Electrochemical interactions in binuclear molybdenum and tungsten nitrosyl complexes incorporating saturated n-alkanediolate bridging ligands. Crystal structures of [Mo(NO)(Tp Me2)I{O(CH 2) 2OCOCH 3}] and [W(NO)(Tp Me2)I 2] · 0.5I 2 · 0.5C 6H 5CH 3

Abstract

A series of bimetallic ([{M(NO)(Tp Me2)X} 2(Q)] [Tp Me2 = tris(3,5-dimethylpyrazolyl)borate; M = Mo, X = Cl, Q = O(CH 2) n O, n = 3, 5, 6, or OCH 2(CF 2) 3CH 2O; M = Mo, X = I, n = 3 or 4; M = W, X = Cl, n = 3–6, or OCH 2(CF 2) 3CH 2O; M = W, X = Br, n = 2]), and a number of monometallic complexes (M(NO)(Tp Me2)X(QH)] [M = Mo, X = Cl, Q = O(CH 2) n O, n = 3, or OCH 2(CF 2) 3CH 2O; M = W, X = Br, n = 2]) were prepared.
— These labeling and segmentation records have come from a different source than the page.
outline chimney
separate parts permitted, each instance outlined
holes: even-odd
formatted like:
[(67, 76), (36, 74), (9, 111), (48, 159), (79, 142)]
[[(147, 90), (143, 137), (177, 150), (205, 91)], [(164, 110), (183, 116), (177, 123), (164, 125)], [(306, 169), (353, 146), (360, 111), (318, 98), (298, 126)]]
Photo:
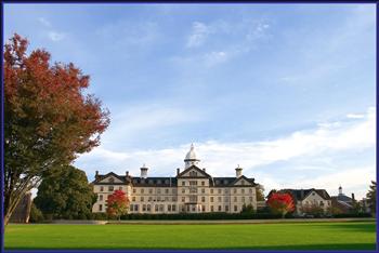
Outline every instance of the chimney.
[(238, 164), (238, 167), (236, 168), (236, 177), (239, 177), (241, 175), (243, 175), (243, 168), (240, 168)]
[(147, 170), (148, 170), (148, 168), (144, 163), (143, 167), (141, 167), (141, 178), (147, 177)]

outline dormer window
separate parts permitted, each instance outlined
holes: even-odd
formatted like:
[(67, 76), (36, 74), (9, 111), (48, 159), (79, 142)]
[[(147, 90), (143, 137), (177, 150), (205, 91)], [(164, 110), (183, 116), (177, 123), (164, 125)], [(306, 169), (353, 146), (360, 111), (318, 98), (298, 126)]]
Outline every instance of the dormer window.
[(196, 171), (191, 171), (190, 172), (190, 176), (197, 176), (197, 172)]

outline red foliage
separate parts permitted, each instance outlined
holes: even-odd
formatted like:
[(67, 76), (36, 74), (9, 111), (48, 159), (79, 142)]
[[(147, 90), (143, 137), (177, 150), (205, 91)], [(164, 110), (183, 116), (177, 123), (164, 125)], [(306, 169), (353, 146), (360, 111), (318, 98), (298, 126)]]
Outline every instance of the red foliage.
[(293, 199), (290, 194), (285, 192), (273, 192), (271, 194), (267, 205), (270, 209), (276, 213), (285, 216), (288, 212), (295, 210)]
[(129, 199), (122, 190), (115, 190), (112, 195), (108, 195), (106, 203), (106, 212), (110, 216), (119, 217), (128, 212)]

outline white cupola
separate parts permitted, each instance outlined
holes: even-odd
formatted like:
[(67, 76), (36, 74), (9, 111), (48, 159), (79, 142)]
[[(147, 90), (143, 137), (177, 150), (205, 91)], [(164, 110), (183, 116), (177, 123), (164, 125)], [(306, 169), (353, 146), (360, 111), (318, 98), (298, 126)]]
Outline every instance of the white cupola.
[(196, 158), (194, 144), (192, 144), (190, 151), (185, 156), (184, 167), (185, 167), (185, 169), (187, 169), (192, 165), (197, 165), (199, 163), (199, 161), (200, 160)]

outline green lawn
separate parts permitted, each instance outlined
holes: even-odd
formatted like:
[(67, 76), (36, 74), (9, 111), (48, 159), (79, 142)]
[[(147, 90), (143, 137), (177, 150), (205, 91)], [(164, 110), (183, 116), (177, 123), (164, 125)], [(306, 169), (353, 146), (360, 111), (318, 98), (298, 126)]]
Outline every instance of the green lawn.
[(5, 249), (375, 250), (376, 223), (9, 225)]

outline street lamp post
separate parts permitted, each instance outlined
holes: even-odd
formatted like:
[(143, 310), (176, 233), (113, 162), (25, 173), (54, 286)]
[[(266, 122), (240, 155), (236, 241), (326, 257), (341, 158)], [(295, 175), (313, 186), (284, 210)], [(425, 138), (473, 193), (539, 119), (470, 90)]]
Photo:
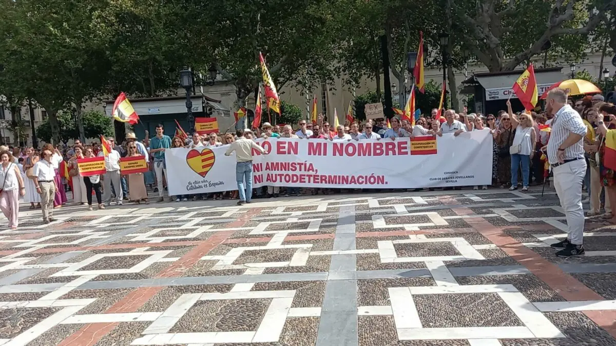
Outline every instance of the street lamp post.
[(193, 87), (193, 74), (190, 68), (180, 71), (180, 84), (186, 91), (186, 120), (188, 122), (188, 131), (195, 132), (195, 117), (192, 115), (192, 99), (190, 95)]
[[(439, 34), (439, 39), (440, 41), (440, 47), (442, 51), (442, 58), (443, 60), (443, 85), (447, 82), (447, 44), (449, 42), (449, 34), (445, 32), (440, 33)], [(447, 109), (447, 100), (443, 99), (443, 108)]]
[(603, 92), (607, 95), (607, 79), (610, 78), (610, 70), (606, 67), (603, 70)]

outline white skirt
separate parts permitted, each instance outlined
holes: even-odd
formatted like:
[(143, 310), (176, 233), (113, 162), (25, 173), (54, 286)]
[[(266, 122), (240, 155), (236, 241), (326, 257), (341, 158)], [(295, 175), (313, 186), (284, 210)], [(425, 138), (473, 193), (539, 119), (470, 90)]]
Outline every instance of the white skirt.
[(34, 181), (26, 177), (23, 179), (23, 185), (26, 185), (26, 195), (23, 197), (23, 201), (28, 203), (40, 203), (41, 195), (36, 192)]

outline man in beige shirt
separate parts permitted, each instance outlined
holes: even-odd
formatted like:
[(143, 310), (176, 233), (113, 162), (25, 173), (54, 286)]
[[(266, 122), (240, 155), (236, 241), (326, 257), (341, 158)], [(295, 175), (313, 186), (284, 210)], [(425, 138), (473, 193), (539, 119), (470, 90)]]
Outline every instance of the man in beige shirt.
[(265, 153), (265, 150), (254, 141), (244, 137), (244, 132), (243, 130), (235, 131), (237, 140), (229, 145), (225, 153), (225, 155), (228, 156), (235, 151), (235, 160), (237, 162), (235, 166), (235, 180), (237, 181), (237, 190), (240, 193), (240, 201), (237, 203), (238, 206), (245, 203), (249, 203), (253, 196), (253, 149), (258, 150), (262, 154)]

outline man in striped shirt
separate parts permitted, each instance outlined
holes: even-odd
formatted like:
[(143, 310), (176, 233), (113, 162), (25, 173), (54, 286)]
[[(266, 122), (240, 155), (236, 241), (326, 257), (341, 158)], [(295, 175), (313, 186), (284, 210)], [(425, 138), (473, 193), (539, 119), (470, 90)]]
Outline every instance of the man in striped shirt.
[(551, 244), (561, 249), (556, 255), (569, 257), (584, 254), (582, 238), (584, 211), (582, 186), (586, 174), (582, 139), (586, 127), (575, 110), (567, 103), (567, 93), (560, 88), (548, 94), (546, 111), (554, 115), (548, 142), (548, 159), (554, 173), (554, 187), (567, 217), (567, 236)]

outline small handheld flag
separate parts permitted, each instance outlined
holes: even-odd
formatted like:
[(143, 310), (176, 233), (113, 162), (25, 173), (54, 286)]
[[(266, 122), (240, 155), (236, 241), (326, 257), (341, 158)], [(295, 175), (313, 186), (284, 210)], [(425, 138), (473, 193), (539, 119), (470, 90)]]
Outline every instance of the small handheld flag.
[(417, 60), (415, 60), (415, 68), (413, 70), (415, 78), (415, 84), (421, 94), (424, 93), (424, 70), (423, 70), (423, 32), (419, 31), (419, 47), (417, 49)]
[(443, 90), (440, 92), (440, 101), (439, 102), (439, 111), (436, 113), (437, 120), (440, 120), (443, 116), (443, 100), (445, 99), (445, 94), (447, 92), (447, 87), (445, 86), (445, 81), (443, 81)]
[(128, 123), (131, 125), (137, 124), (139, 121), (139, 116), (137, 115), (137, 113), (124, 92), (121, 92), (113, 103), (111, 115), (118, 121)]
[(105, 157), (107, 157), (109, 153), (111, 152), (111, 146), (103, 135), (100, 135), (100, 148), (103, 150), (103, 156)]
[(265, 66), (265, 60), (263, 58), (263, 54), (259, 52), (259, 60), (261, 65), (261, 73), (263, 75), (263, 83), (265, 88), (265, 99), (267, 100), (267, 107), (274, 111), (280, 113), (280, 99), (278, 97), (278, 92), (276, 91), (276, 86), (274, 84), (274, 79), (269, 74), (267, 66)]
[(539, 99), (533, 64), (529, 65), (528, 68), (522, 72), (516, 82), (513, 84), (513, 91), (516, 92), (516, 95), (517, 95), (517, 98), (527, 111), (530, 111), (535, 108)]
[(353, 100), (349, 102), (349, 109), (347, 110), (346, 121), (349, 124), (353, 123), (355, 117), (353, 116)]
[(258, 129), (261, 124), (261, 113), (263, 108), (261, 107), (261, 87), (259, 87), (259, 92), (257, 94), (257, 102), (254, 105), (254, 120), (253, 121), (253, 128)]
[(317, 116), (317, 95), (314, 95), (314, 100), (312, 101), (312, 113), (310, 114), (310, 121), (312, 124), (316, 124), (318, 117)]

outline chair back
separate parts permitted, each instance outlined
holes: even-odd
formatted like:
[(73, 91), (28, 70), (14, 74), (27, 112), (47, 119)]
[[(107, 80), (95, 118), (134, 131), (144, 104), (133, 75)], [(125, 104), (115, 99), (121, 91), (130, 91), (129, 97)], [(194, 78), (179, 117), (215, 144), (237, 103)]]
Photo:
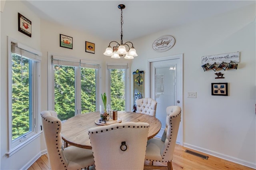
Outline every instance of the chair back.
[(68, 162), (62, 148), (61, 121), (56, 117), (57, 114), (54, 114), (54, 112), (43, 111), (41, 113), (48, 159), (51, 169), (66, 169)]
[(180, 122), (181, 108), (178, 106), (169, 106), (166, 108), (166, 127), (161, 138), (164, 142), (161, 150), (163, 162), (172, 159)]
[(143, 169), (149, 125), (126, 122), (90, 129), (95, 168)]
[(156, 101), (151, 98), (143, 98), (137, 99), (135, 103), (136, 112), (156, 116)]

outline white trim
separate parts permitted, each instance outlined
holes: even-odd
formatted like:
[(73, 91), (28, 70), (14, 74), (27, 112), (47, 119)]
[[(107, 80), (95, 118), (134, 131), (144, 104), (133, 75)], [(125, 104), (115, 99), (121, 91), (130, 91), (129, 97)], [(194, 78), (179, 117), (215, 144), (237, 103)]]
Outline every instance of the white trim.
[(18, 145), (16, 146), (15, 147), (12, 148), (12, 149), (9, 152), (6, 152), (5, 154), (8, 157), (10, 157), (10, 156), (20, 150), (22, 149), (28, 144), (31, 143), (35, 139), (36, 139), (38, 137), (40, 137), (40, 136), (42, 133), (42, 131), (39, 132), (31, 136), (29, 138), (27, 139), (27, 140), (24, 140), (24, 142), (22, 142)]
[(186, 148), (190, 148), (195, 150), (197, 150), (203, 153), (204, 153), (219, 158), (229, 161), (234, 162), (242, 165), (254, 169), (256, 169), (256, 165), (254, 162), (250, 162), (245, 160), (239, 159), (237, 158), (232, 156), (229, 155), (222, 154), (214, 151), (213, 150), (210, 150), (203, 148), (197, 146), (186, 143), (184, 143), (183, 146)]
[(42, 150), (40, 152), (39, 152), (36, 155), (35, 155), (32, 159), (29, 161), (26, 164), (22, 167), (20, 168), (20, 170), (27, 170), (32, 166), (32, 165), (41, 156), (47, 153), (47, 150), (45, 149)]

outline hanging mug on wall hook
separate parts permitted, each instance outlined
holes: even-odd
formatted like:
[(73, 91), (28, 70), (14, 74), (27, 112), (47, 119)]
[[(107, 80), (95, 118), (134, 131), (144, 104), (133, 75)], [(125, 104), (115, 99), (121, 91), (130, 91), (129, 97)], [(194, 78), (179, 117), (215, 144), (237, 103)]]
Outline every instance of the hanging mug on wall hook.
[(221, 63), (221, 64), (220, 64), (220, 65), (219, 65), (219, 68), (222, 69), (223, 70), (226, 71), (226, 70), (228, 68), (228, 65), (227, 63), (222, 61), (222, 62)]
[(228, 65), (228, 68), (230, 69), (237, 69), (238, 64), (232, 61), (230, 61)]
[(216, 63), (216, 62), (215, 62), (210, 67), (210, 68), (212, 69), (214, 71), (216, 71), (216, 70), (217, 70), (219, 67), (218, 64)]
[(208, 70), (209, 69), (210, 69), (210, 65), (209, 65), (209, 63), (204, 64), (201, 67), (203, 67), (203, 69), (204, 69), (204, 71), (206, 71)]

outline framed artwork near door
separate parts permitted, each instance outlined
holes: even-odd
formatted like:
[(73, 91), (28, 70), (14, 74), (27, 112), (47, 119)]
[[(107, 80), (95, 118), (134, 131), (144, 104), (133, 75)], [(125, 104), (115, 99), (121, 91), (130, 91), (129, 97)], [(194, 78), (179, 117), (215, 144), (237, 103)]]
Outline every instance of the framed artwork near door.
[(144, 71), (140, 71), (137, 69), (132, 73), (133, 75), (133, 109), (136, 112), (135, 101), (139, 99), (144, 97)]
[(60, 46), (73, 49), (73, 38), (69, 36), (60, 34)]
[(19, 13), (18, 13), (18, 31), (31, 37), (32, 22)]
[(85, 42), (85, 52), (95, 53), (95, 44), (88, 42)]
[(212, 83), (212, 95), (227, 96), (228, 83)]

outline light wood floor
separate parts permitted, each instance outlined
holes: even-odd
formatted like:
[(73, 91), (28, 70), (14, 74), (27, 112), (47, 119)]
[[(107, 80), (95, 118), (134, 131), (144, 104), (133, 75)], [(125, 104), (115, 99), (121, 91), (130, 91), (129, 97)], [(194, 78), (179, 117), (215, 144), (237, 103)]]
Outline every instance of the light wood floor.
[[(208, 156), (208, 160), (185, 152), (186, 149)], [(145, 164), (148, 162), (145, 162)], [(156, 165), (157, 163), (154, 163)], [(163, 163), (157, 162), (158, 165), (163, 165)], [(180, 145), (176, 145), (174, 150), (172, 167), (176, 170), (253, 170), (246, 166), (208, 155), (204, 153), (187, 148)], [(42, 155), (30, 166), (28, 170), (50, 170), (47, 154)]]

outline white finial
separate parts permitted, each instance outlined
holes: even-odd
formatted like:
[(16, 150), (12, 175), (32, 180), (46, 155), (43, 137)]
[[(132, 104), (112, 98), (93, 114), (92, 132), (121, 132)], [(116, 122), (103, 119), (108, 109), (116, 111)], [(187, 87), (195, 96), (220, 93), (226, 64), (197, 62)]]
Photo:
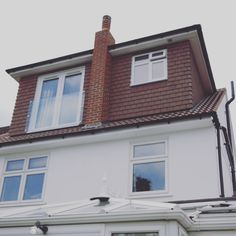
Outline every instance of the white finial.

The heterobimetallic complex [{Mo(NO)(Tp Me2)Br}O(CH 2) 2O{W(NO)(Tp Me2)Br}] was also obtained. All compounds were characterised by elemental and mass analyses, 1H NMR and IR spectroscopy. Electrochemical studies (CV and DPV) of the bimetallic species reveal that the metal–metal interactions decrease by ca. 100 mV per CH 2 group with increased length for C 2 to C 4 bridges and become undetectable for complexes with bridges longer than C 4. The substitution of fluorine into the C 5 bridge causes the effect to become measurable due to easier polarisation of the σ-bond framework. The crystal structures of [Mo(NO)(Tp Me2)I{O(CH 2) 2OCOCH 3}] and [W(NO)(Tp Me2)I 2] · 0.5I 2 · 0.5C 6H 5CH 3 were determined.